If tasks can pull images but can’t access Secrets Manager, verify the Secrets Manager endpoint exists and its security group allows your task’s traffic. A common mistake is creating endpoints in specific subnets but forgetting that tasks might be running in different subnets—always ensure endpoints are in the same subnets as your tasks, or in subnets they can route to.

DNS resolution issues are another common culprit. If private DNS name association isn’t enabled, your tasks will try to resolve service names like secretsmanager.us-east-1.amazonaws.com through the internet, which fails without a NAT Gateway. Enable private DNS names on all interface endpoints to avoid this.

Finally, if you see timeout errors, it’s often a network ACL issue. Ensure your private subnets’ network ACLs allow inbound traffic on ephemeral ports from the endpoint subnets, and outbound HTTPS traffic to them. Most default network ACLs handle this, but custom configurations sometimes have gaps.

When to Use NAT Gateways Instead#

VPC endpoints aren’t universally better—they’re better for a specific use case. If your Fargate tasks need to reach external services on the public internet—third-party APIs, webhooks, or services outside AWS—you’ll need a NAT Gateway or a NAT instance. VPC endpoints only work for AWS services; they don’t provide general internet access.

Similarly, if your workload involves substantial data transfer to services outside AWS, the data processing costs of a NAT Gateway might be unavoidable. VPC endpoints also work best in regions where all the services you need have endpoint support. While major services like ECR, Secrets Manager, and CloudWatch Logs are available in all regions, some newer or less common services might not be.

For development or testing environments where you’re not concerned about costs, a NAT Gateway might be simpler to set up and reason about.
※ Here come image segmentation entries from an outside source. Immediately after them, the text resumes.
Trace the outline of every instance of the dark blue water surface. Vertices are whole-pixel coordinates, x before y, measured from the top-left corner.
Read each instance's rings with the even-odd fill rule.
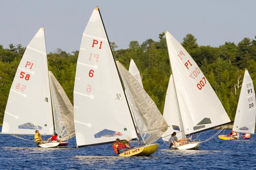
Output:
[[[200,140],[216,132],[202,133]],[[121,157],[111,144],[76,148],[74,138],[66,148],[40,148],[33,142],[1,134],[0,169],[256,169],[256,141],[254,134],[248,140],[224,141],[217,136],[203,143],[200,150],[181,151],[168,149],[159,139],[160,149],[150,156]]]

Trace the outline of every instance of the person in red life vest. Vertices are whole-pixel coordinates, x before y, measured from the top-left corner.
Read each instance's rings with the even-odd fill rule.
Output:
[[[232,130],[231,131],[231,133],[227,135],[228,136],[230,137],[232,137],[235,138],[237,138],[238,137],[238,135],[237,134],[236,132],[234,132],[234,130]]]
[[[118,143],[117,146],[118,154],[125,152],[132,148],[129,145],[129,142],[131,138],[127,137],[125,138],[125,140],[122,140]]]
[[[61,140],[59,137],[58,136],[58,134],[57,133],[55,133],[54,135],[50,138],[49,138],[47,140],[47,142],[48,142],[50,140],[51,140],[51,142],[59,142],[61,141]]]
[[[243,133],[242,137],[245,140],[249,139],[251,137],[250,134],[250,133]]]
[[[113,143],[113,144],[112,144],[112,148],[113,148],[113,149],[114,149],[114,151],[115,152],[115,153],[117,154],[119,154],[118,151],[118,149],[117,147],[120,144],[120,139],[119,138],[117,138],[117,139],[115,140],[115,142]]]

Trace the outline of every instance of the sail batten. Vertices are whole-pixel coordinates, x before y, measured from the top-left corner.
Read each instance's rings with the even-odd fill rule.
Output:
[[[247,70],[243,82],[236,112],[233,130],[241,133],[254,134],[256,111],[255,93],[252,80]]]
[[[97,8],[83,34],[74,88],[78,146],[136,137],[124,93]],[[92,66],[93,67],[92,67]]]
[[[224,107],[200,68],[168,32],[165,34],[185,134],[230,122]]]
[[[26,49],[8,97],[2,133],[53,133],[51,103],[43,27]]]
[[[143,87],[143,84],[142,84],[142,81],[139,71],[139,69],[137,67],[134,61],[132,59],[131,59],[130,66],[129,67],[129,72],[135,77],[135,78],[138,81],[139,83]]]

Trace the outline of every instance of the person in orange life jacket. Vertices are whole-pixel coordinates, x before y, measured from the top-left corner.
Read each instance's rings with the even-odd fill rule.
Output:
[[[39,133],[39,130],[36,130],[35,132],[36,134],[34,137],[35,138],[35,142],[36,143],[36,144],[39,145],[43,143],[44,141],[43,140],[41,137],[41,134]]]
[[[58,134],[57,133],[55,133],[54,136],[49,138],[47,140],[47,142],[48,142],[50,140],[51,140],[51,142],[58,142],[61,141],[61,140],[59,137],[58,136]]]
[[[250,134],[250,133],[243,133],[242,137],[243,138],[243,139],[246,140],[249,139],[251,138]]]
[[[120,139],[119,138],[117,138],[115,142],[112,144],[112,147],[113,148],[114,151],[115,152],[115,153],[117,154],[119,154],[118,151],[118,145],[119,144],[120,144]]]
[[[122,153],[126,151],[127,150],[129,150],[131,149],[131,147],[129,145],[129,142],[131,140],[131,138],[130,137],[127,137],[125,138],[125,140],[122,140],[121,142],[120,142],[117,147],[117,148],[118,149],[118,154],[119,153]]]
[[[232,137],[234,138],[237,138],[238,137],[237,133],[234,132],[233,130],[231,130],[231,133],[228,134],[227,136],[230,137]]]

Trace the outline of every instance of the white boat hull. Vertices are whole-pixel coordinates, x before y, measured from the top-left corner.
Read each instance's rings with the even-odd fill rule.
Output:
[[[68,142],[49,142],[38,145],[41,148],[65,148],[68,144]]]
[[[201,146],[201,143],[200,142],[191,142],[177,147],[172,147],[171,148],[179,150],[198,150],[200,147],[200,146]]]

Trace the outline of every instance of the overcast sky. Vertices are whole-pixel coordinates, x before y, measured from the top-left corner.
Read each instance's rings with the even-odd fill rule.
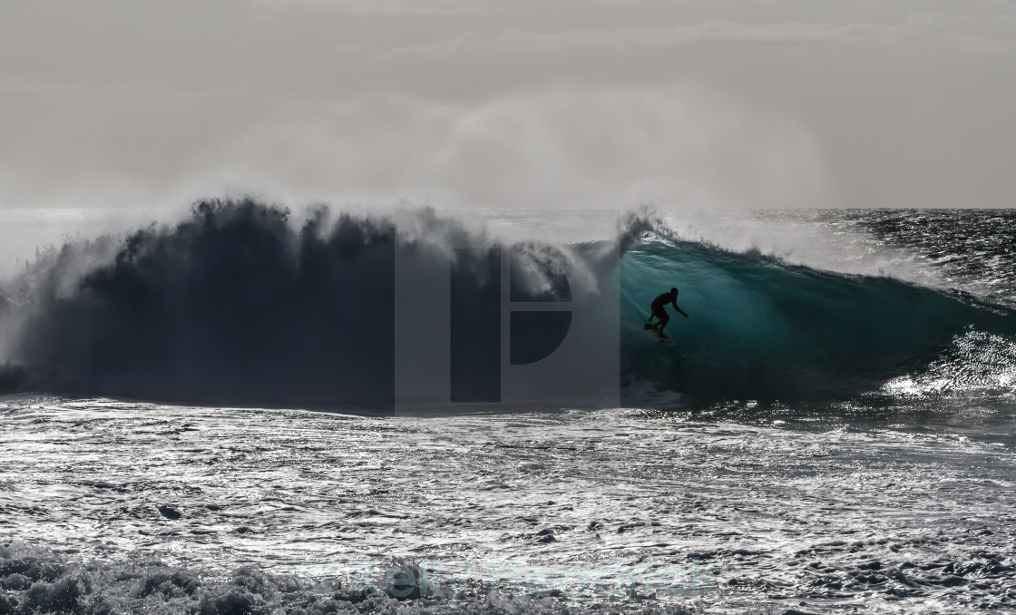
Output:
[[[3,0],[0,207],[1016,206],[1010,0]]]

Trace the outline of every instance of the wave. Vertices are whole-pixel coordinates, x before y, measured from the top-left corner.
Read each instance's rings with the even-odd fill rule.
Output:
[[[315,568],[326,574],[312,576]],[[151,558],[87,560],[22,542],[0,543],[0,613],[570,615],[590,608],[588,600],[569,600],[560,590],[543,590],[535,583],[527,592],[500,588],[490,580],[398,558],[391,558],[387,569],[374,575],[363,573],[360,578],[327,574],[335,566],[310,560],[290,575],[271,574],[254,566],[223,573]],[[634,586],[608,586],[606,590],[600,590],[605,597],[594,608],[608,614],[683,615],[700,610],[691,599],[683,601],[687,606],[673,601],[647,602],[637,596]]]
[[[406,262],[419,274],[396,288]],[[612,286],[620,312],[596,312]],[[672,286],[691,317],[672,319],[677,344],[664,347],[642,323]],[[614,242],[505,245],[427,210],[319,209],[297,225],[252,199],[209,200],[174,227],[65,245],[10,285],[0,390],[391,408],[408,312],[424,323],[409,331],[418,341],[427,322],[451,319],[451,399],[489,401],[505,288],[513,305],[570,306],[542,320],[513,313],[512,363],[538,362],[565,335],[601,342],[618,355],[626,405],[639,405],[645,385],[703,403],[855,395],[941,364],[968,331],[1016,333],[1011,311],[970,295],[735,253],[648,217]],[[431,296],[442,294],[457,306],[450,316],[434,311]],[[591,321],[562,316],[583,310]],[[577,367],[569,375],[583,377]]]

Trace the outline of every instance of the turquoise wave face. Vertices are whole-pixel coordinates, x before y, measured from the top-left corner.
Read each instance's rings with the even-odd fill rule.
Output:
[[[969,330],[1016,333],[1014,314],[971,296],[888,278],[845,275],[656,239],[622,258],[622,365],[629,380],[693,398],[821,398],[878,389],[948,355]],[[643,330],[654,297],[664,347]]]

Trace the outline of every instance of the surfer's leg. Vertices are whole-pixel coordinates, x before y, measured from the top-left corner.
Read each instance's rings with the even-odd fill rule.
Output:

There’s something to be said for operational simplicity when it matters more than cost optimization.

A Reference Architecture#

Imagine you’re building a microservices application running on Fargate. You have a VPC with two availability zones. In each zone, you have a private subnet where your Fargate tasks run. You create interface endpoints for ECR API, ECR DKR, Secrets Manager, SSM, CloudWatch Logs, and STS, spreading each across both AZs. You add an S3 gateway endpoint to the route tables of your private subnets.

Your Fargate tasks have a task execution role that includes permissions to pull from ECR, fetch secrets, and write logs. When a task starts, it uses the task execution role to assume credentials through the STS endpoint. It then pulls its container image through ECR API and ECR DKR, with layer data flowing through the S3 gateway endpoint. Once running, the application fetches its database password through Secrets Manager and streams logs to CloudWatch Logs. Everything stays within the VPC, costs are low, and the security posture is strong.

This architecture is particularly powerful when combined with other VPC security features like VPC Flow Logs, which let you monitor and audit all the traffic flowing through your endpoints. You get complete visibility into which tasks are accessing which services and when.

Closing Thoughts#

Running Fargate tasks in fully private subnets using VPC endpoints is a powerful pattern that combines security, cost efficiency, and operational elegance. By understanding which endpoints you need, how to configure them correctly, and when they make sense compared to alternatives, you can build container architectures that are both cost-effective and secure.

The shift from NAT Gateway-based designs to endpoint-based designs is becoming increasingly common as teams recognize the benefits. The financial case is compelling, the security advantages are real, and the implementation is straightforward. If you’re running containerized workloads in AWS, understanding this pattern is essential to making informed architectural decisions.